Long shifts aren’t the only problem. According to Rice, Tennessee surveyed EMS personnel right before COVID and found poor leadership was a bigger dissatisfier than low pay.
“I think we need formal leadership training like in the military,” the 41-year-old manager says. “They don’t just make you a lieutenant and say, ‘Have at it.’ You have to go to school first.”
Family Matters
It’s hard to judge a company’s culture from a distance, so I asked Josh for a story that would help define RCEMS for those of us who haven’t ridden there. He told me this:
“Five or six years ago, my partner and I were working the night shift and got called to a structure fire as we were leaving the hospital. When we got there this guy came toward us with skin hanging from his arms.
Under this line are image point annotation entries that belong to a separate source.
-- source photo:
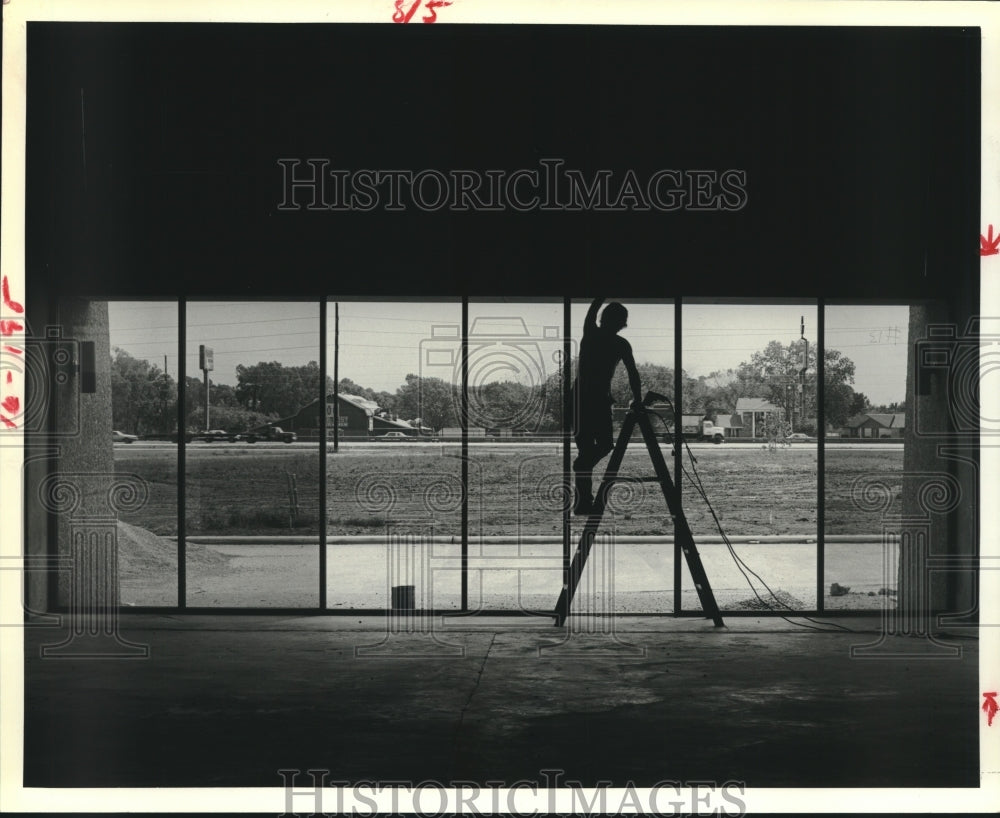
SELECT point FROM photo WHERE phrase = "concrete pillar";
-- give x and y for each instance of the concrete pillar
(79, 490)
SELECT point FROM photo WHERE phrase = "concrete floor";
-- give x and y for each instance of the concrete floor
(230, 700)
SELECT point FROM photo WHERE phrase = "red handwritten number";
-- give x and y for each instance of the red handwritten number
(400, 16)
(988, 245)
(990, 707)
(404, 17)
(13, 305)
(434, 4)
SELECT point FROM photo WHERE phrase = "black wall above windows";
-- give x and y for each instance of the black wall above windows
(153, 158)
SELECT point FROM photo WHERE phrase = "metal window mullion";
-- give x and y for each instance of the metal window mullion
(464, 419)
(820, 451)
(323, 307)
(678, 442)
(567, 414)
(181, 454)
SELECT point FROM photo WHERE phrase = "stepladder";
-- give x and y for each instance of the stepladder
(638, 415)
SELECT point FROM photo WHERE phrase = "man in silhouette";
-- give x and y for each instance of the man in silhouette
(600, 351)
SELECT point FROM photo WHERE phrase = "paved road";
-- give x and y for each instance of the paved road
(198, 449)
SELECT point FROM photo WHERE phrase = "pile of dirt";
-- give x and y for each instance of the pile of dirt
(779, 601)
(141, 552)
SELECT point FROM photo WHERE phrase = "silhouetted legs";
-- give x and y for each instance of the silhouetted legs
(594, 440)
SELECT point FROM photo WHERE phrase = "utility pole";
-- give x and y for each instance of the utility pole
(206, 364)
(802, 369)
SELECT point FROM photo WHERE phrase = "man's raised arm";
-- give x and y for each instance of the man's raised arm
(590, 324)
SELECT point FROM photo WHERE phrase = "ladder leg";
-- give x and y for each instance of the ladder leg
(682, 531)
(565, 600)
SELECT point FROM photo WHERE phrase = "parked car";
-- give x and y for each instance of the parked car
(218, 435)
(390, 437)
(273, 433)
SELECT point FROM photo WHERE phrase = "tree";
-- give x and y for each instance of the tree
(143, 397)
(432, 400)
(274, 389)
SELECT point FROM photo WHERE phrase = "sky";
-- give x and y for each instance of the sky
(383, 341)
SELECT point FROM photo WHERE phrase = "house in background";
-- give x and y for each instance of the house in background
(358, 417)
(733, 424)
(753, 414)
(875, 425)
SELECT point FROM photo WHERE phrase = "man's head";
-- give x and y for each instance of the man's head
(614, 317)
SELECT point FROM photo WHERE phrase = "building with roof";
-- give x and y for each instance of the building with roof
(875, 425)
(753, 414)
(357, 417)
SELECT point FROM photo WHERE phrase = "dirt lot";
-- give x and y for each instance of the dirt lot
(257, 491)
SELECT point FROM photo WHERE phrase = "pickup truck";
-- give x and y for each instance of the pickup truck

Turns out he had second- and third-degree burns to 55% of his body. I remember that like it was yesterday.
“He had his little girl with him. She was burned as well, although not as badly. We got both of them in the back of the truck and began working on them.
“Dad was bad, really bad, pretty much from the face down. I was focusing on him when the side door opened and the fire department handed us another patient—a lifeless infant. I’d seen bad stuff in the military, but this made me freeze up for a second or two. Then they brought us three more kids, all dead.
“I was still working on dad, trying to intubate him. I couldn’t, so I did a surgical airway and called for another unit. By then we had the father, the daughter, and four dead children on our ambulance.
“When it was over off-duty crews volunteered to fill in for us so my partner and I wouldn’t have to take any more calls that night. The captain shut us down, and we were debriefed.
“The father actually survived. The daughter too. I’m proud of the care they got from everyone involved, but what I appreciate most is the way Robertson rallied around us and showed what a tight family we are. I tell new employees that the best thing about working here isn’t the cool tools or the stuff we do with them, but the fact that we’re still small enough to know each other really well. We’ll bicker and act crazy sometimes, but we’re here for each other.”
A Position of Comfort
After we talked a bit more about life in and outside EMS, I realized Rice and I have lots in common: He’s a medic, and I’m a medic. He plays hockey, and I played hockey. He’s a young man with a whole career ahead of him, and…did I mention I played hockey?
Yep, it’s easy to feel inadequate compared to today’s hard-chargers and free-thinkers. Being one thrombus from a trip in the woo-woo truck doesn’t help, but I’m happy to have Robertson Couty standing by. I like their mix of youthful enthusiasm and steely-eyed experience, plus gadgets with otherworldly wave forms I wouldn’t find on my old Lifepak 5.
I trust Josh and his people. If I need them, I promise not to act like an obnoxious has-been who hasn’t seen a patient since 2013. Just don’t come at me with a drill.